Unsurprisingly, not too many do. This is because a few centuries ago the
migration currents from Belgium and Holland left very few people with blond
hair and blue eyes amongst those who “look Swedish”, irrespective of them
having been born in Sweden to Swedish parents and ancestors or not. This
re-defining process of identity has continued to develop slowly, but just
imagine: if it is running slowly within the Swedish borders, how is it running
outside of them?
Yet
this is the current situation. Sweden has 9.5 million inhabitants, and almost a
million and a half of them are immigrants. Around a million of us Swedes are
the fruit and loins of these 1, 5 million immigrants, not counting those who
like my parents have emigrated again. This is also an issue I will address more
thoroughly later on - I am referring to those who after immigrating decide not
stay after all.
One
thing for sure is that something similar to what I just described is going to
happen in Spain. Considering it has one of the smallest populations in Europe,
more immigration is in order unless you want a population with a median age of
60 in no time at all.

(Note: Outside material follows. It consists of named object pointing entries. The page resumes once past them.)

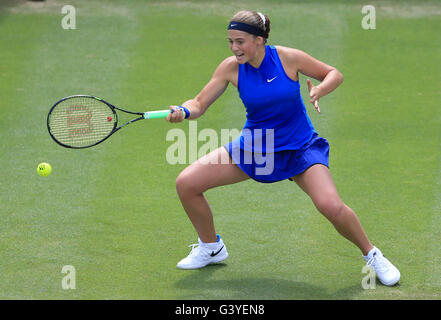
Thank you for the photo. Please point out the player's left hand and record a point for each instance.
(314, 95)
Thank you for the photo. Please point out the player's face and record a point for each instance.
(243, 45)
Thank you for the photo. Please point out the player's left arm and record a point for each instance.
(330, 78)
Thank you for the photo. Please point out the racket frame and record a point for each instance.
(143, 115)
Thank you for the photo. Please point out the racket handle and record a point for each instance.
(156, 114)
(164, 113)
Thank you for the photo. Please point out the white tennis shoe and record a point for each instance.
(203, 254)
(386, 272)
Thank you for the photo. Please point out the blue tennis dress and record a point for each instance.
(278, 140)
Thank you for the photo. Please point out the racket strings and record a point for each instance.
(81, 121)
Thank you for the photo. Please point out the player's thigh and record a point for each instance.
(212, 170)
(317, 182)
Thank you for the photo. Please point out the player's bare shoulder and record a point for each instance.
(288, 55)
(289, 58)
(228, 70)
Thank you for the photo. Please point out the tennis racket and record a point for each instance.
(83, 121)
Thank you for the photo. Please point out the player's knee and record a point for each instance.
(186, 185)
(332, 207)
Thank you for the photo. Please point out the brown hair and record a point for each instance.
(254, 19)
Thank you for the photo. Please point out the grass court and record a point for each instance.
(112, 211)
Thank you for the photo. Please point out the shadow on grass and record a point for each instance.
(202, 286)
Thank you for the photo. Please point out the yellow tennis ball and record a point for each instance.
(44, 169)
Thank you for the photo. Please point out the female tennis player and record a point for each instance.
(278, 140)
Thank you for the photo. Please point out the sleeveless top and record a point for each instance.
(276, 115)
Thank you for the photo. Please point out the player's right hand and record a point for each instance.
(176, 114)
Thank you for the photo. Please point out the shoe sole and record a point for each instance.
(214, 261)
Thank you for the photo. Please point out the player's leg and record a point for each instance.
(212, 170)
(317, 182)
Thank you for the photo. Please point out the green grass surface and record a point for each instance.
(112, 211)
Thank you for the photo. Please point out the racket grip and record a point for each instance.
(156, 114)
(164, 113)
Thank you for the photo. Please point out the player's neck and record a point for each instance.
(256, 61)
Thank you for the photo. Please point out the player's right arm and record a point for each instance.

And this is where the topic with which I started gets
serious: if you insist on treating the Spanish with darker skin or bigger eyes
as strange or exotic, you are going to end up
creating a society that is neither up to date with reality nor
necessity. Naturally, a short time-period of admiration or interest might
perhaps be inevitable in this case, but my advice is to avoid differentiation
as much and as soon as possible.
For
example, it should be natural for me in the Sweden of today to consider myself
and my friends as Swedish. However, many of us are still seen and treated as exotic
and strange, and what is worse – a danger in the eyes of the majority. We are
consequently and ridiculously excluded from employment, studies and from many
of the plenty of services that the Swedish society supposedly offers. I mean,
isn’t it ridiculous that I have friends whose children are considered a problem
to solve already as preschoolers because they have a Kurdish or Spanish name?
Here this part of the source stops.